A theme I keep noticing in conversations again and again is a feeling of being lost, of not knowing whether we’re doing the right thing in life, making the right choices and a lot of us are holding a dream of working for ourselves close to our hearts. As someone who decided to take the leap years ago I wanted to pull back the curtain on my story, share how I did it and what I’ve learned along the way.
When you’re on edge of the diving board wondering if the water is warm or not, it’s easy to focus on the polished instagram friendly version of self-employed creative businesses. This elusive world where making a living out of creativity seems effortless to some and you can envisage yourself doing the same, but something is stopping you.
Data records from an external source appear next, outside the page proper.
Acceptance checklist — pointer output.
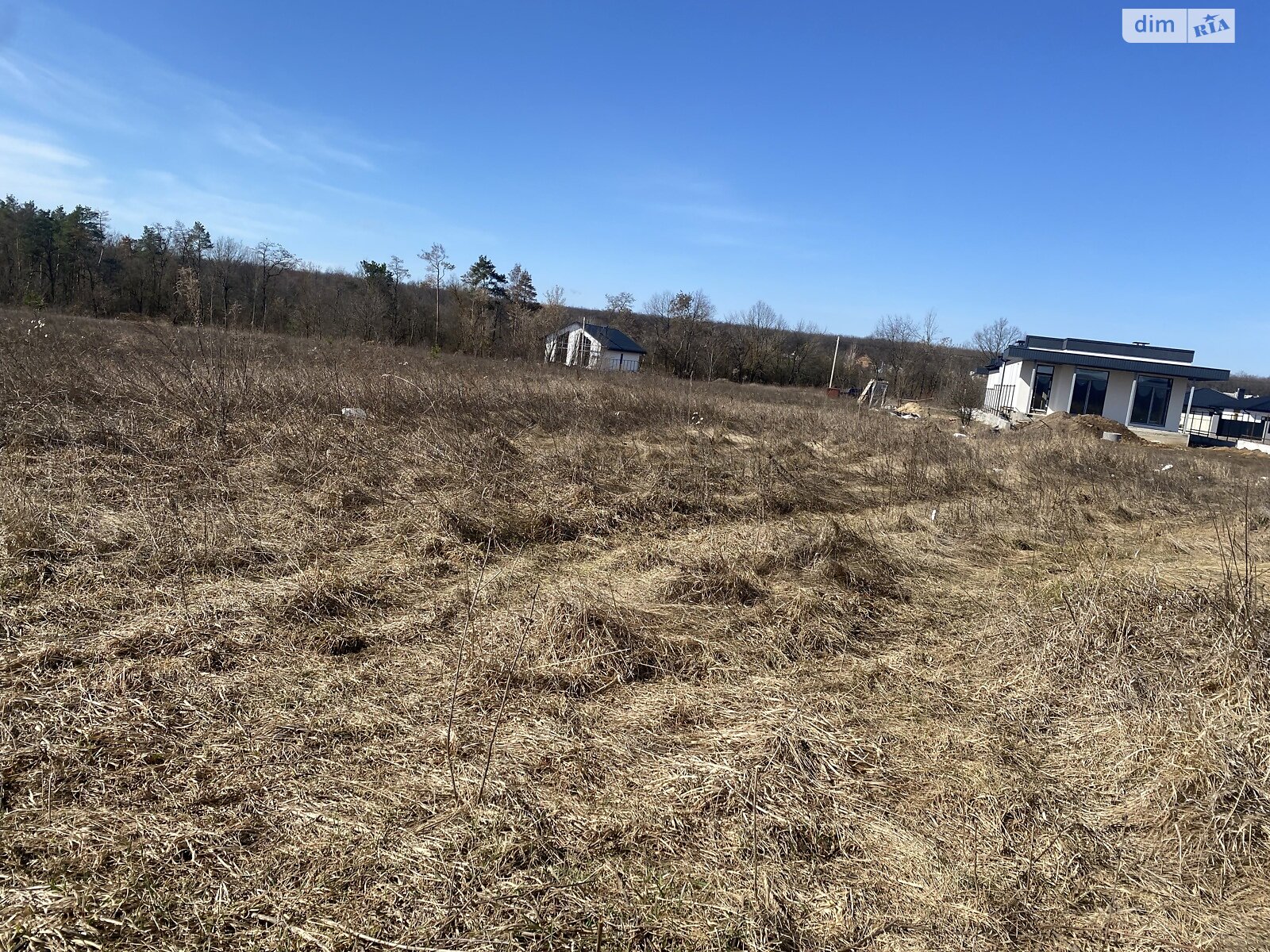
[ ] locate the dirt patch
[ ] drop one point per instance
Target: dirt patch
(1083, 425)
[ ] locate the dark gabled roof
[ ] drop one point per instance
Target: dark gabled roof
(614, 340)
(1019, 352)
(1210, 399)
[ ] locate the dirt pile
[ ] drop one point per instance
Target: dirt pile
(1081, 425)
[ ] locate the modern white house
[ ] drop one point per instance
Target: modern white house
(594, 347)
(1225, 418)
(1138, 385)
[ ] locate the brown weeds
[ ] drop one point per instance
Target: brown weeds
(531, 660)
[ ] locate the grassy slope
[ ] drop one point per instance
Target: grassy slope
(526, 659)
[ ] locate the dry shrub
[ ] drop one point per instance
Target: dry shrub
(234, 625)
(581, 644)
(715, 581)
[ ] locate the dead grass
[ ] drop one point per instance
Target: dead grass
(527, 660)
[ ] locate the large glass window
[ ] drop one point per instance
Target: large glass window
(1043, 382)
(1089, 391)
(1151, 401)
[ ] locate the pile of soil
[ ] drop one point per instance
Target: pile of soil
(1083, 424)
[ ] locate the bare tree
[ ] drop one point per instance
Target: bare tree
(273, 259)
(229, 257)
(994, 338)
(438, 264)
(620, 305)
(895, 336)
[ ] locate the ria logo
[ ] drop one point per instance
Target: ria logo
(1212, 25)
(1178, 25)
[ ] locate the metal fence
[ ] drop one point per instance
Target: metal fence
(1000, 399)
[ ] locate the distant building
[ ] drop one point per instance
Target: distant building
(594, 347)
(1137, 385)
(1227, 416)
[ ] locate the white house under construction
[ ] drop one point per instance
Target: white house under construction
(1138, 385)
(594, 347)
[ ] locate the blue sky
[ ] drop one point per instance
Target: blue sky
(838, 160)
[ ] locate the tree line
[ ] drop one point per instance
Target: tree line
(73, 260)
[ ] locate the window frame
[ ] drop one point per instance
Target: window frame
(1168, 397)
(1106, 387)
(1032, 399)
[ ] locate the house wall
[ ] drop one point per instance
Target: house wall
(1119, 390)
(1060, 391)
(1176, 404)
(571, 340)
(1018, 374)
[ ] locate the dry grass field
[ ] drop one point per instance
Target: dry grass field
(530, 660)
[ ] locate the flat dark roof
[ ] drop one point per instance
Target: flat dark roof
(1189, 371)
(1110, 348)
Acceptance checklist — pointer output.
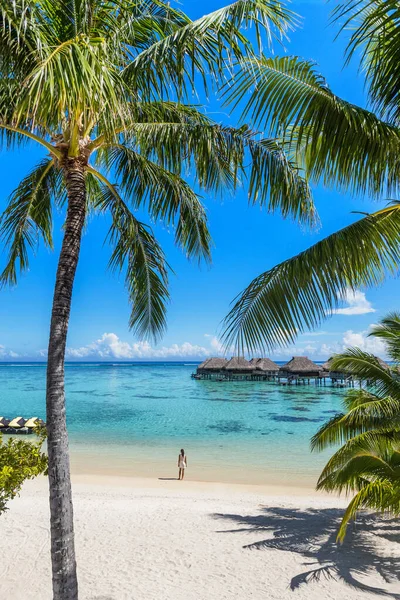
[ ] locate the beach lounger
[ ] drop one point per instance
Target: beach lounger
(17, 423)
(32, 422)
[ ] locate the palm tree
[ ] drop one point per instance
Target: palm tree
(368, 462)
(338, 144)
(103, 86)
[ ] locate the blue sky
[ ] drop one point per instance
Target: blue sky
(247, 241)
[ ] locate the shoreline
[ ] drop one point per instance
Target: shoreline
(151, 539)
(171, 484)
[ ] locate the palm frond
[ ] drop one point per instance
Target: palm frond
(378, 443)
(28, 216)
(367, 412)
(166, 196)
(374, 495)
(138, 253)
(301, 292)
(215, 155)
(375, 26)
(205, 47)
(337, 142)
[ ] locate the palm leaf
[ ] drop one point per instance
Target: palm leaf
(301, 292)
(28, 216)
(337, 142)
(374, 495)
(166, 196)
(375, 26)
(206, 46)
(138, 253)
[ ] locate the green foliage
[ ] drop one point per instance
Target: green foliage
(337, 144)
(368, 462)
(299, 293)
(109, 83)
(19, 460)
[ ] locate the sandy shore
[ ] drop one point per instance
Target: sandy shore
(156, 539)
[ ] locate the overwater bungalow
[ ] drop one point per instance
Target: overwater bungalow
(264, 367)
(301, 368)
(383, 364)
(238, 367)
(337, 377)
(211, 367)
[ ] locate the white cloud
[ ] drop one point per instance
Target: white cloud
(110, 346)
(357, 304)
(361, 340)
(349, 338)
(6, 353)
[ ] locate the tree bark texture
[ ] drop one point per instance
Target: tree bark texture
(65, 585)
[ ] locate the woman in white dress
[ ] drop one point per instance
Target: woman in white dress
(182, 464)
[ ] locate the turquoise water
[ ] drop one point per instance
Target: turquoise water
(136, 416)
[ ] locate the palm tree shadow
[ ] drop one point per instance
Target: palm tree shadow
(312, 533)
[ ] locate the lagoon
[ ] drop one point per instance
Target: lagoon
(132, 419)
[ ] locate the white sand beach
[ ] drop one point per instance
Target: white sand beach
(143, 539)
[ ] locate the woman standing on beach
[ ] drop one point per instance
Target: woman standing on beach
(182, 464)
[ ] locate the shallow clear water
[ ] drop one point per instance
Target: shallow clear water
(144, 413)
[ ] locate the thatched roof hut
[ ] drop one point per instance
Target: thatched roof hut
(327, 365)
(264, 364)
(238, 364)
(214, 364)
(301, 365)
(203, 364)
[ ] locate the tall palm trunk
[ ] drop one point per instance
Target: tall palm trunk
(65, 585)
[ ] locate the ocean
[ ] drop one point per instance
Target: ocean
(133, 418)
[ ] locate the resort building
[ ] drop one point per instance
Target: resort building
(264, 367)
(238, 368)
(210, 367)
(300, 369)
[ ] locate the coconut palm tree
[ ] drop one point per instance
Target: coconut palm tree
(104, 88)
(368, 462)
(338, 144)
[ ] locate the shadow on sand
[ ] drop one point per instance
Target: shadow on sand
(312, 533)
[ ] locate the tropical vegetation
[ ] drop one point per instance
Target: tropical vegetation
(20, 460)
(338, 144)
(105, 88)
(367, 464)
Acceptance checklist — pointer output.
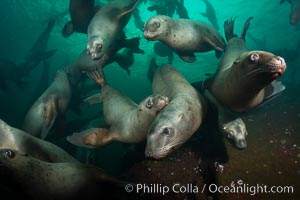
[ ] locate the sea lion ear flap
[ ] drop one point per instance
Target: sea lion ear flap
(180, 117)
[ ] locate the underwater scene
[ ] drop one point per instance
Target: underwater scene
(150, 99)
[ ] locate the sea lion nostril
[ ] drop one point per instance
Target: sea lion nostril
(148, 153)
I can assure you this glossy highlight reel we see on the surface isn’t the reality - the reality is messy which brings me to the first and most important secret I want to share with you - we’re all winging it. Some of the most stereotypically successful people I’ve ever spoken to have all shared this feeling and you would never have guessed. Imposter syndrome is rife and we all wonder if everything we’ve built so far will disappear tomorrow, but we carry on anyway.
When I left uni with my degree in business management, I had it all planned out. I’d got my heart set on a career in HR working for the NHS. Despite Entrepreneurship being my favourite module when I was studying this option felt safe and female friendly. Nothing went right. I hated it. I’d worked in part time jobs alongside my studies since I was 13, but being employed full time without any other long term dreams felt like staring into an abyss of sameness and most days I felt so frustrated I wanted to scream.